The question is, why would we do something as irrational as trashing the planet and missing a great opportunity to boost the economy?

The answer, luckily, is not as complex as one might think.

In Mississippi, the two biggest obstacles are access and education — and it’s not at all clear which is the chicken and which is the egg.

In other words:

  • Chicken: People don’t recycle and compost because there’s no infrastructure that makes it easy to do so.
  • Egg: There’s no recycling and composting infrastructure because people don’t understand the benefits of it and thus there’s no demand.

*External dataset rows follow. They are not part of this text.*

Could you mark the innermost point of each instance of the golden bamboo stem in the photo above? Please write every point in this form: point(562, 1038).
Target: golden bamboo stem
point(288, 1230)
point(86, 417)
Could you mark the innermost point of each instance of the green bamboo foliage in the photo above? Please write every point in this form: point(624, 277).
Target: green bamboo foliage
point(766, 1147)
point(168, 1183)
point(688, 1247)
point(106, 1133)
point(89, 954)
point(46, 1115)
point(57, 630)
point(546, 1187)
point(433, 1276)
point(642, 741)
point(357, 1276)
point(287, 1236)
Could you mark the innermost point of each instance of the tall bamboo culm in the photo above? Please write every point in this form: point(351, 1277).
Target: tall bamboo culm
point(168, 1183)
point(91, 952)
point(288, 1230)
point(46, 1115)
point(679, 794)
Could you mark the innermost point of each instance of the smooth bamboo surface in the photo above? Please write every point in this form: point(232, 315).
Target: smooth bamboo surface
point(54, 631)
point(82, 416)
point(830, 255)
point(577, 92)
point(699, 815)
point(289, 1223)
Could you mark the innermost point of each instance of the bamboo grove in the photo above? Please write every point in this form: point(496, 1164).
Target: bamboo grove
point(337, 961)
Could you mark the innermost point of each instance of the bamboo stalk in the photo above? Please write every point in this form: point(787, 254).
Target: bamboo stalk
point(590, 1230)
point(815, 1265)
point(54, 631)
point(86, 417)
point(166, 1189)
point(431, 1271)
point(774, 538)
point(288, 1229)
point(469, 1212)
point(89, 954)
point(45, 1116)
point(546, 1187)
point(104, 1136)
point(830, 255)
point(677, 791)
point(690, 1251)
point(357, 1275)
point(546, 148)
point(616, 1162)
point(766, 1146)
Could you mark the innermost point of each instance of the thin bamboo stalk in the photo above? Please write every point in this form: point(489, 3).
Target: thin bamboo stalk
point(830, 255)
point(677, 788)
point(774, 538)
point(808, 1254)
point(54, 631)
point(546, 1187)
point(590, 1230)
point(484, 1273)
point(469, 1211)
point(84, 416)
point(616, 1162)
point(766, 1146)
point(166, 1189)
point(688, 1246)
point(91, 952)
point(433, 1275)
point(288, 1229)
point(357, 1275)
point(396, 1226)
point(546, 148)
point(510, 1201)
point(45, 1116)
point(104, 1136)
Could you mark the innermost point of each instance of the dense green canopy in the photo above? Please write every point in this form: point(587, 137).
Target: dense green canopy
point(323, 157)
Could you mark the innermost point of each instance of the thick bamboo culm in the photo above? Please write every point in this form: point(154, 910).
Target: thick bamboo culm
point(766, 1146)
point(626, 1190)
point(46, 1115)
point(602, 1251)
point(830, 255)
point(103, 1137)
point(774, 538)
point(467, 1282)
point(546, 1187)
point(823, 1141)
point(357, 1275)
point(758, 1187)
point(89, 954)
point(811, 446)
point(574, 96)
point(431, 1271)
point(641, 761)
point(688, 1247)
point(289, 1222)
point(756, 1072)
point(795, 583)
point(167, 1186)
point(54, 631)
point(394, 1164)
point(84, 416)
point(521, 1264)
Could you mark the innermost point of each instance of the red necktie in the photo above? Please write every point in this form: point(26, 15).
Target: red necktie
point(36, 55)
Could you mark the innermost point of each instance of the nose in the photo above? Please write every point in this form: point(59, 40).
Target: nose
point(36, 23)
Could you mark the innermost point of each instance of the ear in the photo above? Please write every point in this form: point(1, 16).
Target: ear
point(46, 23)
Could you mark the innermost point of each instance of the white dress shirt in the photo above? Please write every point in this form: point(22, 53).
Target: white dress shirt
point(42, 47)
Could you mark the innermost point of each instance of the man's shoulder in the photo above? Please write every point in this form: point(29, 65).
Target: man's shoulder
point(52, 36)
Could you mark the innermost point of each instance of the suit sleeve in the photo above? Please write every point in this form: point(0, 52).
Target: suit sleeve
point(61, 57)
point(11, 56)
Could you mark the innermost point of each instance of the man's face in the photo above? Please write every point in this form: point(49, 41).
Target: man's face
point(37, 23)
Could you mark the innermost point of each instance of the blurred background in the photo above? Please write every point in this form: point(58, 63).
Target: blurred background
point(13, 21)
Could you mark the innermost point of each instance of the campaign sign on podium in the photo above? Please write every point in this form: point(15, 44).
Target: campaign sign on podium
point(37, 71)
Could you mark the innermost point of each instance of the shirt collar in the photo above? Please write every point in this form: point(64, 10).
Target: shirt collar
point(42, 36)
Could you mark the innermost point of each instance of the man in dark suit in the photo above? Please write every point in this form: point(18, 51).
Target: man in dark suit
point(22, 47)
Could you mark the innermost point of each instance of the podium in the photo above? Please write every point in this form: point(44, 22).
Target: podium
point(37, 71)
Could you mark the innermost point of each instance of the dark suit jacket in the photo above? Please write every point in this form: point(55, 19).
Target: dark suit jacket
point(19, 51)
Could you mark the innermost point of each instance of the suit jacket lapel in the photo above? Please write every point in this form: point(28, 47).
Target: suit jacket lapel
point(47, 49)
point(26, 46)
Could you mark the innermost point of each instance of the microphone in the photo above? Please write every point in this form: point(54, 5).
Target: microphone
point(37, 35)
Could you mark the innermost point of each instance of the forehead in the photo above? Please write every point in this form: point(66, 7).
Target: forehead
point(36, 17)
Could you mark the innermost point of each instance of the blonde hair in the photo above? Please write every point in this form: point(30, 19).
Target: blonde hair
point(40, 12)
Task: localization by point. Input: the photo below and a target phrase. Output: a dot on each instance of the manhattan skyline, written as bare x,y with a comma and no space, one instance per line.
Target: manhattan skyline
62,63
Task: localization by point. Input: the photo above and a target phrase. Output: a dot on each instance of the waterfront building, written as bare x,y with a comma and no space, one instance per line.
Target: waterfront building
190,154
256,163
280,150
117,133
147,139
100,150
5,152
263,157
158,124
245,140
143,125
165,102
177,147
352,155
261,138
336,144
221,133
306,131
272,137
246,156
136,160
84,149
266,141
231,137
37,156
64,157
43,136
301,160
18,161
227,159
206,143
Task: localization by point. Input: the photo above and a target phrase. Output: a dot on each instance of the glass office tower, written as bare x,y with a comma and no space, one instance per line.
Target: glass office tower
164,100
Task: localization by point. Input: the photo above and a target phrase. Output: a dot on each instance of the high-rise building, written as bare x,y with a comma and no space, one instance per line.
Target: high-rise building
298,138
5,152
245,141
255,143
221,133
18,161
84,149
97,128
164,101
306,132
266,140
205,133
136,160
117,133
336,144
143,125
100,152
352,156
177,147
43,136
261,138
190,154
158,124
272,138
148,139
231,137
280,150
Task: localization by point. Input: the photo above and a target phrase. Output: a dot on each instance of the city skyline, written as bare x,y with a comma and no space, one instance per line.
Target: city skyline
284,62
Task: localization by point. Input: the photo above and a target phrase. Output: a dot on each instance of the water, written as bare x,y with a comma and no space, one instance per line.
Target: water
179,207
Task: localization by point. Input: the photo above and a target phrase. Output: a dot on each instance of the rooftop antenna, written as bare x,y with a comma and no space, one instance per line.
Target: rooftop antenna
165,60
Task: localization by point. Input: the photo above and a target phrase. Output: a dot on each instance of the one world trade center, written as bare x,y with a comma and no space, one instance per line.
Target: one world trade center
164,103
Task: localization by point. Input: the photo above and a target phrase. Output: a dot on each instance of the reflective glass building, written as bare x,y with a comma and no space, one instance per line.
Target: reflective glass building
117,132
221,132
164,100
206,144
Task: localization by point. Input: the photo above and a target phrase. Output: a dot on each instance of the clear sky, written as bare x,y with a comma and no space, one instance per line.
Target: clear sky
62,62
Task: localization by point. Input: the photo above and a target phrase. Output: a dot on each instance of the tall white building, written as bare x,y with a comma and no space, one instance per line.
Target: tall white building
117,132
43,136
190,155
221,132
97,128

As so often with these dilemmas, it’s hardly ever one or the other, but usually a little bit of both. In this case, it’s probably fair to say that a good municipal recycling and composting program goes a long way in creating a citizenry that recycles and composts, just as a public that’s educated about waste issues is more likely to lobby their representatives for better recycling facilities.

No matter how far a city or region has come in their resource recovery efforts, making a serious move towards zero waste on a broad national and international scale can only be accomplished if a new generation of citizens can learn to internalize the consciousness and habits required to keep valuable materials out of landfills and incinerators.

America Recycles Day is one such learning opportunity, as I witnessed first hand at Davis Street Resource Complex in San Leandro, CA a couple of weeks ago.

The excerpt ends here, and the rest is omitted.